Man in jeans with empty pocket

Gov. Doug Ducey has no plans to use state resources to make up for the fact that more than 430,000 Arizonans will see their jobless benefits cut by more than half within weeks.

“It’s on Congress,’’ the governor said Sept. 10 when asked about the rapidly depleting federal account, which is providing unemployed Arizonans with an extra $300 a week.

Michael Wisehart, the director of the state Department of Economic Security, said recently that it could be the last week for the extra payments. And he said when the end comes it will be sudden, with no advance warning.

That will leave Arizonans who have lost their jobs through no fault of their own—some due to Ducey’s policies shuttering or curtailing certain businesses—with a maximum of $240 a week.

On one hand, the governor said the state does have “money in the bank.’’

“We have been financially responsible,’’ Ducey said.

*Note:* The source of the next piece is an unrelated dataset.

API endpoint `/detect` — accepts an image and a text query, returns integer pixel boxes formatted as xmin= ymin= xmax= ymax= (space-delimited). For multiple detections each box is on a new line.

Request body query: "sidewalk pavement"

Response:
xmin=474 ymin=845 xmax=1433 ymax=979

But he called questions by Capitol Media Services about the state filling in some, if not all, of the lost benefits “hypothetical.”

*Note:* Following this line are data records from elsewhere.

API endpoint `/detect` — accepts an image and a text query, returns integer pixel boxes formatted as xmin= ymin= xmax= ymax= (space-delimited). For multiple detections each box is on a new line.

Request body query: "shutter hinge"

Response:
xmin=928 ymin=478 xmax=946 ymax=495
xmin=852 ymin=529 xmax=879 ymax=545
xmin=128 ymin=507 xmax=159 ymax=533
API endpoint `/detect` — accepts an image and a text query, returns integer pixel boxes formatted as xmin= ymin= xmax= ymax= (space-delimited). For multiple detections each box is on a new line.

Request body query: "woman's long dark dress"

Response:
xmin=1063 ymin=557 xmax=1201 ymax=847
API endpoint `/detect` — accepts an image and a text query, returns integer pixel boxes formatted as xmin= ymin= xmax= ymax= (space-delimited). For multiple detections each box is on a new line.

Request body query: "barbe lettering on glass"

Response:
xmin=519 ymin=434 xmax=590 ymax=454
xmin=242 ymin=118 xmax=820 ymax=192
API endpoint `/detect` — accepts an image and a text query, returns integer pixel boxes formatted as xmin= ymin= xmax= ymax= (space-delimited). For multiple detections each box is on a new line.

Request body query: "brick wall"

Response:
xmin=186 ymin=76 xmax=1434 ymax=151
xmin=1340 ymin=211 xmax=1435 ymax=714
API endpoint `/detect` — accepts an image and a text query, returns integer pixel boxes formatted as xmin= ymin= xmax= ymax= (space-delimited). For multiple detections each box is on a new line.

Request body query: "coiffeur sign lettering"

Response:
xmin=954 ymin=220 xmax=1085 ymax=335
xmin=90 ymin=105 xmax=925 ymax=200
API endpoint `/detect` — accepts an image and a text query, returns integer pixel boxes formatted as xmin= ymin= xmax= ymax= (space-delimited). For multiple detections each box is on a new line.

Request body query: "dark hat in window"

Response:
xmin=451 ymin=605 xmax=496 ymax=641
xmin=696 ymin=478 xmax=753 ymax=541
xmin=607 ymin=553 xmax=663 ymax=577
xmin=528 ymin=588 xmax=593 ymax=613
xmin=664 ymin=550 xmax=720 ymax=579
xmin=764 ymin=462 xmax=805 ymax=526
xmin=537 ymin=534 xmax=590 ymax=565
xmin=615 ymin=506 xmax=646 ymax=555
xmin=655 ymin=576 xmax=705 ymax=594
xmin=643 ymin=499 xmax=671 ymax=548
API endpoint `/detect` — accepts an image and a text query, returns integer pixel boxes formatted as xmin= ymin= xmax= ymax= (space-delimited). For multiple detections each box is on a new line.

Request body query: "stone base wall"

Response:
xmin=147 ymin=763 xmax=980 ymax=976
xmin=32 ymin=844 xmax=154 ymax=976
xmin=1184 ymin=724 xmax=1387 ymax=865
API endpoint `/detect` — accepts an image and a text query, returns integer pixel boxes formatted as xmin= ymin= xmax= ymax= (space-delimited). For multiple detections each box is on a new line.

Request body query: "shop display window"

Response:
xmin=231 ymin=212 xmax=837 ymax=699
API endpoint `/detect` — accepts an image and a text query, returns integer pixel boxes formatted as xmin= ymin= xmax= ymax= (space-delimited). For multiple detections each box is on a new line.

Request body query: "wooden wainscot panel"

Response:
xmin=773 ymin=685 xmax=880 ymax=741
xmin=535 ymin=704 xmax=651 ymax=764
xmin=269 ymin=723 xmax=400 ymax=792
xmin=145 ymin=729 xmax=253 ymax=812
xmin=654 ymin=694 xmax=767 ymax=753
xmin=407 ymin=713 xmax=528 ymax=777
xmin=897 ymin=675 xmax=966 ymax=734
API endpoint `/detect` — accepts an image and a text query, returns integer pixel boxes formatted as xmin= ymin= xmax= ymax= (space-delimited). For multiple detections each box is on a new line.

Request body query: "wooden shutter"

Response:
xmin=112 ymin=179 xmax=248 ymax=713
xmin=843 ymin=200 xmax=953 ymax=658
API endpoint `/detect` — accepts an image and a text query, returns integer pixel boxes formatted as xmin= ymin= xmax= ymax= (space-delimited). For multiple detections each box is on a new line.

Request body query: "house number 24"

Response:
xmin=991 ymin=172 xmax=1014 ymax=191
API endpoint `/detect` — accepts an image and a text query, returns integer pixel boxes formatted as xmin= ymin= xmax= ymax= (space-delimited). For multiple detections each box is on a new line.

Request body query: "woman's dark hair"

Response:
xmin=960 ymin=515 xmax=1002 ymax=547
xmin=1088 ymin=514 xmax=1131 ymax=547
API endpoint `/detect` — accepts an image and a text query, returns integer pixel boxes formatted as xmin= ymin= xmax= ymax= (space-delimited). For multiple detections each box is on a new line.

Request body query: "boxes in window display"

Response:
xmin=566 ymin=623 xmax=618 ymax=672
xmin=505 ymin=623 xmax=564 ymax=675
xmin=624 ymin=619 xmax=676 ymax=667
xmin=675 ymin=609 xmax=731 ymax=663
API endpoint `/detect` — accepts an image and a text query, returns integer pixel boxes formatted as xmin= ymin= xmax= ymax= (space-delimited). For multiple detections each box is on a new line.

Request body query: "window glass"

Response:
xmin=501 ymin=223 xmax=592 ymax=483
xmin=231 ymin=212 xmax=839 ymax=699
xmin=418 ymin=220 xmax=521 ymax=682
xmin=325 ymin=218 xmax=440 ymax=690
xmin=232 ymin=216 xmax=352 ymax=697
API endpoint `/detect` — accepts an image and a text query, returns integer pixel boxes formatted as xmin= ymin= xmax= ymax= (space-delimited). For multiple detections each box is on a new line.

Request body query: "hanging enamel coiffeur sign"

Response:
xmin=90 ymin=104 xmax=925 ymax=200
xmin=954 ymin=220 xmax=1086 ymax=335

The answer, he said, is congressional action.

And if that doesn’t happen? Ducey’s message to unemployed Arizonans was simple.

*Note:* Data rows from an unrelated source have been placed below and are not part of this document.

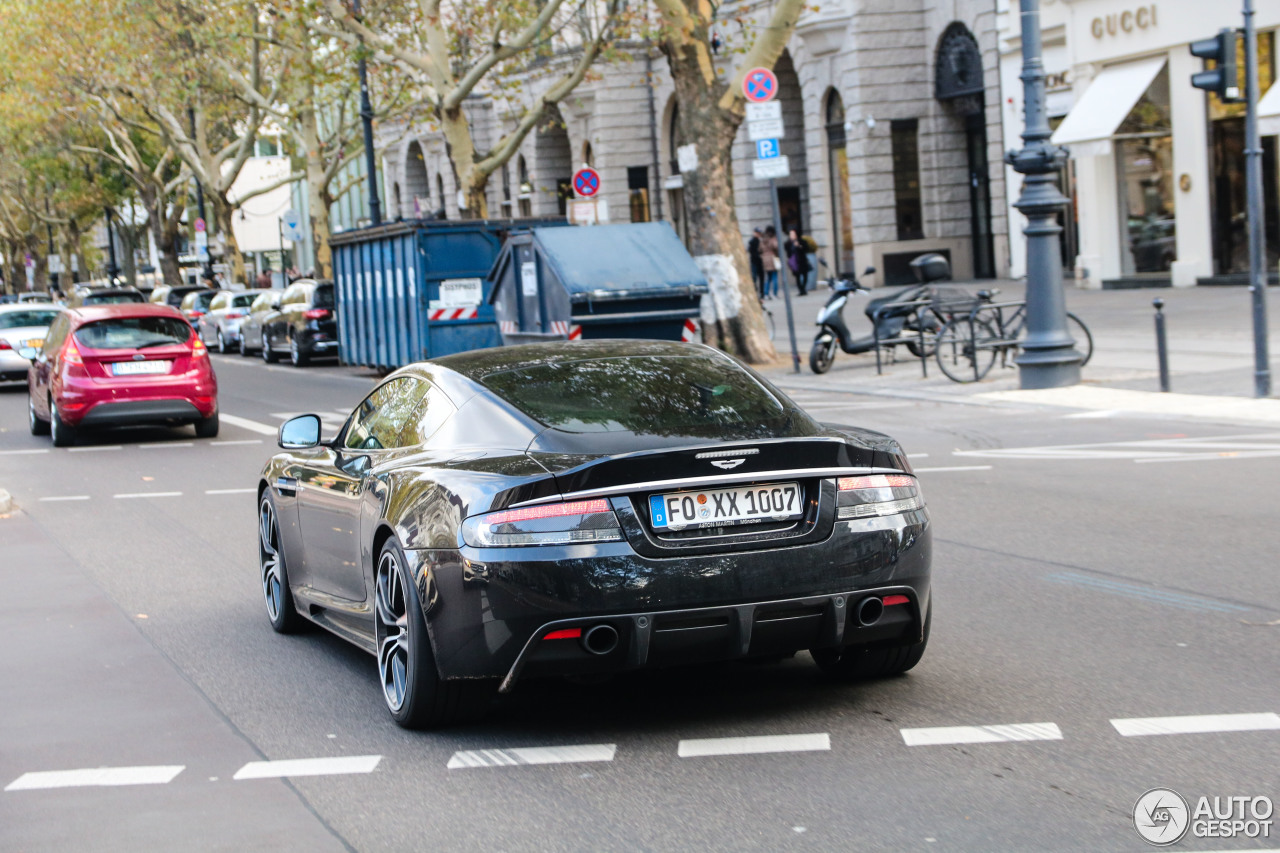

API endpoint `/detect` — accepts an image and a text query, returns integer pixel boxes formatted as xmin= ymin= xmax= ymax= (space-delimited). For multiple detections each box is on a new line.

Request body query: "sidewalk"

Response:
xmin=756 ymin=279 xmax=1280 ymax=426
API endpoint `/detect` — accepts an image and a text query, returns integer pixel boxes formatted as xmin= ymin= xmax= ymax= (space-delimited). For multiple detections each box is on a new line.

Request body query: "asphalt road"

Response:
xmin=1 ymin=350 xmax=1277 ymax=852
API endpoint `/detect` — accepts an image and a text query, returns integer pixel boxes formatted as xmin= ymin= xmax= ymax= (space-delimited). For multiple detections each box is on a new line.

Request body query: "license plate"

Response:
xmin=24 ymin=338 xmax=43 ymax=349
xmin=112 ymin=360 xmax=171 ymax=376
xmin=649 ymin=482 xmax=802 ymax=530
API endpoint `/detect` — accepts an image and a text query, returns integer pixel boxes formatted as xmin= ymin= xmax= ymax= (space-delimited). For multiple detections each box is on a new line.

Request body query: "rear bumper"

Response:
xmin=0 ymin=352 xmax=32 ymax=380
xmin=408 ymin=509 xmax=931 ymax=686
xmin=77 ymin=399 xmax=209 ymax=426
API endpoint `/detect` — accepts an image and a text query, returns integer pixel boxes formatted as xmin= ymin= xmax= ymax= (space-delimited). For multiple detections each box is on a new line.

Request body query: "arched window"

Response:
xmin=582 ymin=141 xmax=593 ymax=168
xmin=436 ymin=174 xmax=446 ymax=220
xmin=825 ymin=90 xmax=854 ymax=274
xmin=517 ymin=155 xmax=531 ymax=217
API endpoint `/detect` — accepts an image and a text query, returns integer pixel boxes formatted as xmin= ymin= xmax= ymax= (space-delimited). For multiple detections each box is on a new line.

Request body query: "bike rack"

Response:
xmin=871 ymin=298 xmax=935 ymax=377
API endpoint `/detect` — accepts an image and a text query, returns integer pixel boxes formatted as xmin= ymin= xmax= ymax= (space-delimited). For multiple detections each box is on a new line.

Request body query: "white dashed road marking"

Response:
xmin=677 ymin=733 xmax=831 ymax=758
xmin=0 ymin=448 xmax=49 ymax=456
xmin=205 ymin=488 xmax=257 ymax=496
xmin=912 ymin=465 xmax=993 ymax=473
xmin=901 ymin=722 xmax=1063 ymax=746
xmin=210 ymin=439 xmax=263 ymax=446
xmin=6 ymin=765 xmax=184 ymax=791
xmin=232 ymin=755 xmax=382 ymax=780
xmin=218 ymin=413 xmax=280 ymax=435
xmin=68 ymin=445 xmax=122 ymax=452
xmin=38 ymin=495 xmax=90 ymax=502
xmin=447 ymin=744 xmax=617 ymax=769
xmin=112 ymin=491 xmax=183 ymax=499
xmin=1111 ymin=713 xmax=1280 ymax=737
xmin=140 ymin=442 xmax=194 ymax=449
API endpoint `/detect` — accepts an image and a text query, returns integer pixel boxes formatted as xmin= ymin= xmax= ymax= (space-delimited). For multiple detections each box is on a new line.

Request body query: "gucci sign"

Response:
xmin=1091 ymin=5 xmax=1158 ymax=39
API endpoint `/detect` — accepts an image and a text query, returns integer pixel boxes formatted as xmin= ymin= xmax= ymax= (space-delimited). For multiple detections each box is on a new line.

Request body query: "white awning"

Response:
xmin=1260 ymin=82 xmax=1280 ymax=136
xmin=1050 ymin=56 xmax=1167 ymax=158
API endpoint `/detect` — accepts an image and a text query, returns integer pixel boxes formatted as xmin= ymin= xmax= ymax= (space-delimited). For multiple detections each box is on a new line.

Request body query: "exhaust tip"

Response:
xmin=856 ymin=597 xmax=884 ymax=627
xmin=581 ymin=623 xmax=620 ymax=656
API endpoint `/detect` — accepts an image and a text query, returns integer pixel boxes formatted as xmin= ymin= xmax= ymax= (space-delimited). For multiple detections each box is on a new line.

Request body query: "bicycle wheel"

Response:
xmin=934 ymin=316 xmax=999 ymax=383
xmin=1067 ymin=313 xmax=1093 ymax=366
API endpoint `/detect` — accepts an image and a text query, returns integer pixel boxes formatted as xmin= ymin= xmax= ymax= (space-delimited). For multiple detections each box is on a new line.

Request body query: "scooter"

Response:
xmin=808 ymin=255 xmax=951 ymax=374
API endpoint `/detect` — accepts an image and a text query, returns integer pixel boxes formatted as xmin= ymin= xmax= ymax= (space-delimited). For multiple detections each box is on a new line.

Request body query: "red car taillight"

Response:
xmin=304 ymin=308 xmax=331 ymax=320
xmin=62 ymin=339 xmax=84 ymax=366
xmin=225 ymin=310 xmax=247 ymax=319
xmin=461 ymin=499 xmax=623 ymax=547
xmin=836 ymin=474 xmax=923 ymax=519
xmin=0 ymin=339 xmax=11 ymax=351
xmin=191 ymin=337 xmax=209 ymax=360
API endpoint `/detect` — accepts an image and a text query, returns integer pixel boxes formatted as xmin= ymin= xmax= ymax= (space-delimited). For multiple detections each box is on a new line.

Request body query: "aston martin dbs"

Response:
xmin=259 ymin=340 xmax=931 ymax=728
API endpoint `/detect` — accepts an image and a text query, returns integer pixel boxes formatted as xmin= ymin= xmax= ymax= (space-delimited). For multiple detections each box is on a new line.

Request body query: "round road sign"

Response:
xmin=743 ymin=67 xmax=778 ymax=103
xmin=572 ymin=167 xmax=601 ymax=198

“Plan ahead,’’ the governor said.

He also brushed aside questions of whether he could live on $240 a week if there is no deal.

“This is on Congress,’’ Ducey said.

It was an executive action by Trump that allocated $44 million in August to provide the extra $300 a week in benefits after Congress failed to reach an agreement about continuing the $600 weekly bonus. Ducey put Arizona’s share of that at $725 million.

The Republican-controlled Senate recently did consider a bill with funds for $300 supplemental benefits. But it is considered dead on arrival because Democrats want $600 payments, hazard pay for essential workers and a second round of stimulus checks.

Arizona does have the money.

Aides to the governor said Ducey has set aside $400 million in cash from the federal Coronavirus Aid, Relief and Economic Security Act, some of that money he acknowledged he did not divide up among Arizona cities, towns and counties.

Ducey, however, has some other ideas about how he wants to spend those dollars. That includes providing some financial relief for businesses who are facing higher unemployment taxes by the end of the year.

The 430,000 Arizonans now collecting benefits are 16% more than the 371,100 for the week ending Aug. 8.